(i) Let \(x = 2 \sin \theta\), then \(dx = 2 \cos \theta \, d\theta\).
Substitute into the integral:
\(I = \int_0^1 \frac{(2 \sin \theta)^2}{\sqrt{4 - (2 \sin \theta)^2}} \, 2 \cos \theta \, d\theta\).
\(= \int_0^{\frac{\pi}{6}} \frac{4 \sin^2 \theta}{\sqrt{4 - 4 \sin^2 \theta}} \, 2 \cos \theta \, d\theta\).

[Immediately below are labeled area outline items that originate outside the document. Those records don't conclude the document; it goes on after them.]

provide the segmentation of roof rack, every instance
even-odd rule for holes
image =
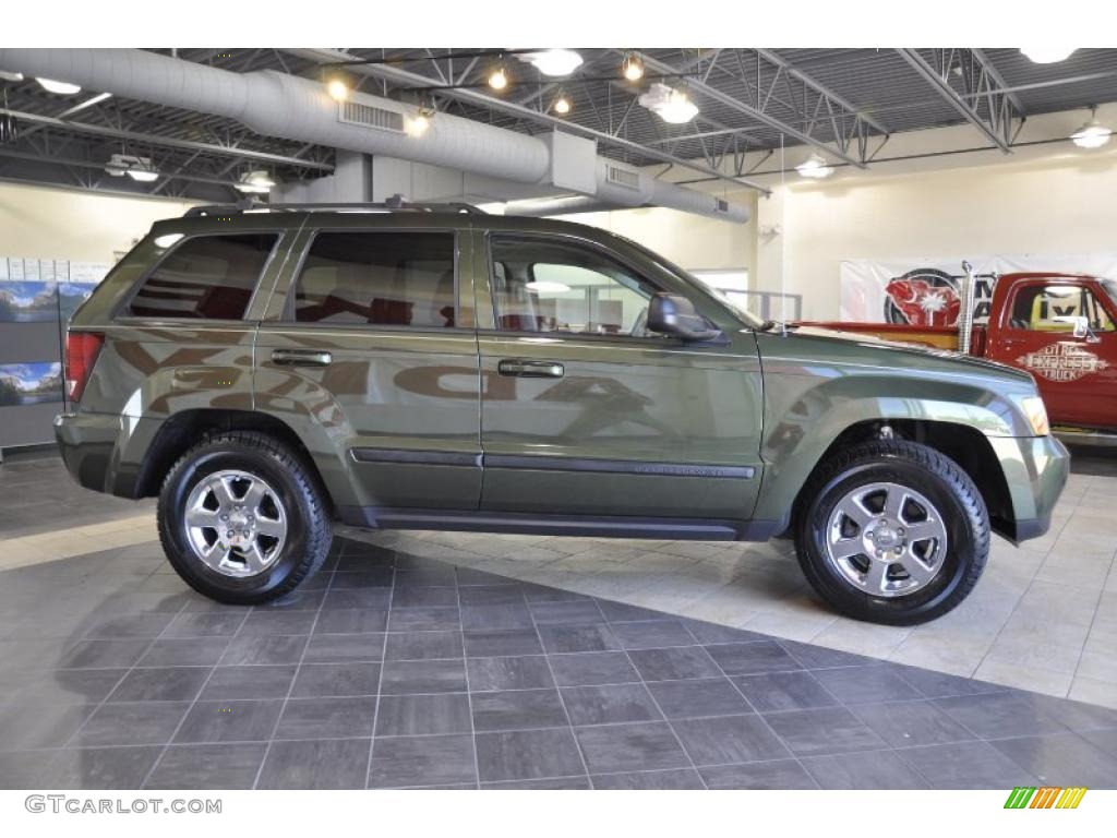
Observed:
[[[182,217],[237,216],[259,210],[268,212],[456,212],[470,216],[486,215],[485,210],[471,203],[418,203],[404,201],[403,196],[395,194],[383,203],[262,203],[251,200],[237,203],[211,203],[191,207]]]

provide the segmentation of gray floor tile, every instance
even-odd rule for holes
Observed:
[[[133,669],[112,692],[112,702],[190,702],[201,692],[211,667],[175,666]]]
[[[478,733],[476,739],[477,764],[483,782],[585,773],[574,734],[569,727]],[[380,743],[376,744],[379,747]]]
[[[388,628],[388,611],[383,608],[338,608],[319,611],[315,635],[367,635]]]
[[[534,628],[510,631],[466,631],[464,636],[466,655],[469,657],[543,654],[543,645]]]
[[[796,755],[873,751],[885,742],[844,707],[768,713],[764,720]]]
[[[171,745],[147,778],[147,789],[250,789],[267,745]]]
[[[370,788],[476,781],[474,740],[468,734],[378,739],[372,749]]]
[[[690,766],[663,722],[575,727],[574,734],[591,774]]]
[[[380,664],[303,664],[295,677],[294,698],[376,695]]]
[[[694,638],[679,620],[618,622],[613,635],[626,649],[658,649],[667,646],[694,646]]]
[[[475,693],[471,698],[474,727],[477,731],[518,731],[570,724],[557,689]]]
[[[594,789],[705,789],[706,784],[694,769],[667,771],[632,771],[622,774],[594,774],[590,778]]]
[[[379,661],[384,655],[384,635],[314,635],[306,645],[304,663],[343,664]]]
[[[283,710],[276,739],[371,736],[376,699],[292,698]]]
[[[741,675],[733,678],[733,683],[761,713],[814,710],[838,704],[838,699],[806,672]]]
[[[668,718],[732,716],[753,712],[748,702],[725,677],[649,682],[648,689]]]
[[[675,720],[671,727],[696,765],[777,760],[791,755],[755,713]]]
[[[1012,789],[1035,785],[1035,775],[987,742],[905,747],[897,753],[934,789]]]
[[[640,674],[623,651],[581,651],[548,655],[558,686],[624,684],[640,680]]]
[[[895,751],[809,756],[803,766],[823,789],[926,789],[927,781]]]
[[[469,696],[385,695],[376,713],[376,736],[419,736],[435,733],[468,733]]]
[[[629,653],[629,657],[645,680],[684,680],[722,675],[717,664],[701,646],[636,649]]]
[[[380,682],[382,695],[466,692],[462,660],[389,660]]]
[[[706,651],[726,675],[758,675],[802,669],[802,665],[783,650],[780,644],[767,640],[747,644],[717,644]]]
[[[990,744],[1044,784],[1117,789],[1117,754],[1105,753],[1083,734],[1022,736]]]
[[[575,726],[658,722],[663,717],[643,684],[563,687],[562,699]]]
[[[469,658],[469,689],[474,693],[497,689],[543,689],[555,685],[543,655],[504,658]]]
[[[363,789],[370,740],[273,742],[258,789]]]
[[[189,707],[189,702],[105,704],[82,726],[70,744],[75,747],[165,745]]]
[[[603,622],[583,626],[540,626],[540,638],[548,654],[562,651],[607,651],[621,645]]]
[[[462,657],[460,631],[411,631],[389,634],[388,660],[430,660]]]
[[[818,783],[795,760],[714,765],[699,769],[708,789],[817,789]]]
[[[174,741],[264,742],[271,736],[281,710],[281,701],[197,702]]]
[[[945,745],[975,736],[929,701],[860,704],[850,712],[892,747]]]
[[[295,678],[294,664],[283,666],[219,666],[199,696],[206,701],[285,698]]]

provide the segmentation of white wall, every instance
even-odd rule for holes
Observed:
[[[152,222],[192,203],[0,182],[0,255],[112,265]]]

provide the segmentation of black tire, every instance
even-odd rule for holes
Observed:
[[[915,489],[934,504],[945,525],[947,547],[937,574],[909,594],[872,596],[827,555],[834,507],[847,493],[872,483]],[[991,537],[985,502],[954,460],[925,445],[877,440],[840,451],[817,469],[802,498],[793,525],[800,566],[823,600],[855,619],[889,626],[927,622],[962,602],[985,569]]]
[[[208,475],[223,469],[242,470],[267,483],[287,520],[278,555],[255,575],[219,573],[195,555],[187,536],[190,493]],[[311,469],[283,442],[255,431],[210,436],[182,455],[163,482],[157,523],[163,552],[183,581],[210,599],[240,606],[268,602],[295,590],[322,566],[333,540],[325,493]]]

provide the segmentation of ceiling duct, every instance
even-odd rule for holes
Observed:
[[[551,150],[542,139],[475,120],[438,114],[419,136],[397,125],[413,109],[352,93],[349,107],[312,79],[274,70],[232,73],[142,49],[0,48],[0,70],[58,78],[92,91],[237,120],[266,136],[381,154],[519,183],[550,183]],[[658,206],[732,221],[747,208],[659,181],[643,171],[636,185],[609,181],[617,161],[596,156],[595,197],[619,207]],[[628,170],[626,170],[628,173]]]

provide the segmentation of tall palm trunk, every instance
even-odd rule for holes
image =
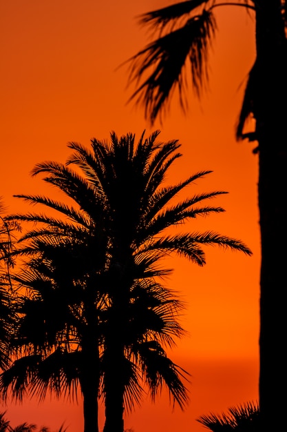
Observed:
[[[83,346],[80,382],[83,395],[84,432],[98,432],[99,356],[97,346]]]
[[[123,432],[124,391],[123,335],[118,331],[107,339],[105,366],[105,415],[104,432]],[[118,328],[120,325],[118,323]]]
[[[112,304],[109,311],[108,329],[105,337],[105,422],[103,432],[123,432],[124,393],[126,365],[125,335],[128,316],[129,289],[132,277],[129,275],[131,255],[125,240],[118,239],[115,252],[116,264],[111,266],[110,293]]]
[[[286,41],[280,0],[262,0],[256,13],[258,70],[255,115],[259,142],[258,199],[262,242],[259,407],[268,431],[283,430],[287,386]],[[282,190],[284,191],[282,193]]]

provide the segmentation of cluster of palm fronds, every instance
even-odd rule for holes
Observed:
[[[226,193],[171,204],[211,172],[164,186],[181,155],[176,140],[158,142],[158,134],[142,134],[136,144],[132,134],[119,139],[112,132],[110,144],[93,139],[91,149],[70,143],[65,164],[37,164],[33,175],[44,173],[72,205],[17,195],[53,213],[5,218],[33,228],[9,253],[24,265],[10,277],[15,320],[7,342],[14,361],[3,365],[2,397],[21,400],[30,393],[43,399],[48,391],[73,397],[79,388],[87,430],[96,432],[100,397],[105,432],[123,432],[124,409],[140,403],[147,389],[154,400],[166,386],[174,402],[182,408],[187,403],[188,373],[167,355],[184,333],[179,322],[184,304],[162,284],[169,271],[160,263],[176,253],[202,266],[204,245],[251,253],[240,241],[210,230],[171,233],[171,227],[224,211],[202,203]]]
[[[198,422],[213,432],[259,432],[257,402],[247,402],[229,408],[227,414],[200,415]]]
[[[42,426],[37,429],[36,425],[32,423],[21,423],[12,427],[10,420],[5,418],[5,415],[6,413],[0,413],[0,432],[51,432],[48,427]],[[66,430],[61,426],[56,432],[65,432]]]

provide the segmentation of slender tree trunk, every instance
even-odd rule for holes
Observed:
[[[118,244],[122,243],[118,242]],[[118,246],[114,256],[116,264],[112,266],[110,307],[105,351],[105,423],[103,432],[123,432],[124,393],[126,378],[125,358],[125,323],[128,314],[129,293],[132,284],[129,271],[129,252]],[[125,259],[125,257],[126,258]],[[118,259],[116,259],[118,257]]]
[[[259,406],[266,431],[283,431],[287,288],[287,56],[280,0],[260,0],[256,12],[258,76],[255,115],[259,142],[261,232]]]
[[[107,341],[108,348],[105,356],[104,432],[123,432],[123,349],[120,341],[115,338]]]
[[[83,366],[81,372],[81,389],[83,395],[84,432],[98,432],[98,388],[100,367],[98,346],[83,347]]]

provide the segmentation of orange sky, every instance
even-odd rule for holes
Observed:
[[[115,130],[137,136],[160,128],[162,140],[178,139],[183,156],[168,181],[174,184],[201,170],[213,173],[191,186],[190,195],[228,191],[217,205],[226,212],[184,229],[217,230],[241,239],[251,257],[206,248],[207,264],[173,257],[167,280],[187,302],[182,324],[189,335],[171,356],[192,375],[191,402],[172,413],[166,396],[146,402],[129,415],[134,432],[203,432],[200,415],[220,413],[257,398],[259,236],[257,208],[257,157],[252,146],[237,143],[235,124],[242,87],[254,58],[254,23],[243,8],[217,9],[219,31],[211,58],[210,91],[200,104],[192,99],[184,116],[175,98],[162,124],[151,129],[140,108],[126,105],[127,70],[116,68],[151,39],[136,23],[140,13],[172,3],[169,0],[0,1],[1,146],[0,195],[9,211],[27,210],[14,193],[47,193],[40,178],[31,179],[34,164],[64,161],[67,143],[88,146]],[[44,188],[45,186],[45,188]],[[1,408],[1,407],[0,407]],[[81,406],[25,401],[10,404],[12,425],[22,422],[68,432],[83,427]],[[100,419],[102,427],[103,418]]]

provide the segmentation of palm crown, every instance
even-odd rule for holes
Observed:
[[[28,288],[15,337],[21,358],[2,374],[1,388],[4,395],[12,386],[17,397],[27,389],[43,397],[49,388],[60,395],[80,383],[86,432],[97,427],[99,395],[105,399],[105,432],[122,431],[124,406],[140,402],[142,380],[153,398],[164,384],[182,407],[187,401],[184,371],[164,348],[183,333],[176,319],[182,304],[156,282],[167,271],[160,260],[175,253],[203,265],[204,244],[251,254],[240,241],[211,231],[166,233],[190,218],[224,211],[201,203],[225,193],[171,205],[180,191],[210,171],[164,187],[167,170],[181,155],[177,141],[158,142],[158,134],[142,134],[137,145],[134,135],[118,139],[114,132],[110,144],[92,140],[92,149],[70,143],[67,164],[39,164],[32,175],[46,173],[44,180],[74,205],[19,195],[61,217],[8,217],[40,225],[22,236],[17,252],[30,257],[14,276]]]

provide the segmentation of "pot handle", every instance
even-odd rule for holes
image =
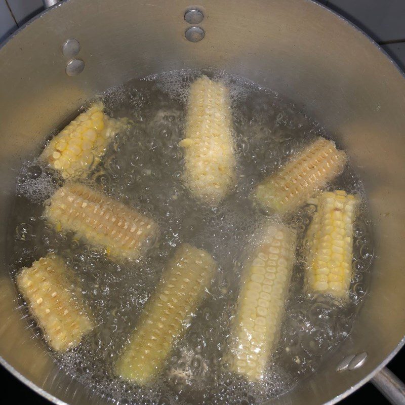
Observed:
[[[59,3],[59,0],[42,0],[44,3],[44,7],[45,9],[49,9],[53,6],[55,6],[56,3]]]
[[[393,405],[405,405],[405,384],[384,367],[371,382]]]

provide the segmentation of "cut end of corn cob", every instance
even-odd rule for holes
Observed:
[[[318,137],[293,157],[278,173],[256,186],[254,195],[266,209],[291,212],[341,173],[347,156],[335,143]]]
[[[228,90],[202,76],[192,83],[187,107],[184,148],[185,181],[192,194],[216,205],[234,182],[236,161]]]
[[[94,327],[80,290],[72,287],[71,275],[62,259],[49,254],[17,276],[19,290],[56,351],[77,346]]]
[[[245,270],[233,326],[231,369],[250,381],[263,378],[277,343],[295,259],[296,236],[282,225],[268,226]]]
[[[64,179],[85,176],[125,122],[104,114],[102,102],[95,103],[50,141],[41,157]]]
[[[49,201],[45,216],[57,229],[72,231],[113,257],[135,260],[157,235],[152,219],[77,183],[65,184]]]
[[[184,244],[176,251],[116,364],[117,375],[144,385],[159,372],[216,267],[204,250]]]
[[[308,247],[305,281],[312,291],[347,296],[352,275],[353,224],[358,196],[337,190],[317,198],[317,209],[306,237]]]

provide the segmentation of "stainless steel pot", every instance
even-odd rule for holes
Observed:
[[[200,0],[205,18],[197,25],[205,36],[192,42],[185,36],[191,25],[184,16],[195,5],[186,0],[68,0],[31,21],[0,50],[0,255],[7,254],[16,171],[44,135],[87,98],[135,76],[173,69],[212,67],[248,77],[303,106],[334,134],[368,191],[377,257],[364,305],[349,338],[323,369],[277,400],[334,403],[368,381],[404,343],[405,79],[369,38],[311,1]],[[71,38],[81,49],[69,58],[61,49]],[[70,62],[75,57],[84,70],[68,76],[67,65],[69,73],[80,70],[81,62]],[[2,264],[3,364],[55,403],[107,403],[60,371],[33,338],[17,309],[8,272]],[[360,367],[353,367],[357,357],[336,371],[348,356],[361,353],[367,358]]]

\(= \int_0^{\frac{\pi}{6}} \frac{4 \sin^2 \theta}{2 \cos \theta} \, 2 \cos \theta \, d\theta\).
\(= \int_0^{\frac{\pi}{6}} 4 \sin^2 \theta \, d\theta\).
(ii) Use the identity \(\sin^2 \theta = \frac{1 - \cos 2\theta}{2}\).
\(I = \int_0^{\frac{\pi}{6}} 4 \left( \frac{1 - \cos 2\theta}{2} \right) \, d\theta\).
\(= 2 \int_0^{\frac{\pi}{6}} (1 - \cos 2\theta) \, d\theta\).
\(= 2 \left[ \theta - \frac{1}{2} \sin 2\theta \right]_0^{\frac{\pi}{6}}\).
\(= 2 \left( \frac{\pi}{6} - \frac{1}{2} \sin \frac{\pi}{3} \right)\).
\(= 2 \left( \frac{\pi}{6} - \frac{1}{2} \times \frac{\sqrt{3}}{2} \right)\).
\(= 2 \left( \frac{\pi}{6} - \frac{\sqrt{3}}{4} \right)\).
\(= \frac{1}{3} \pi - \frac{\sqrt{3}}{2}\).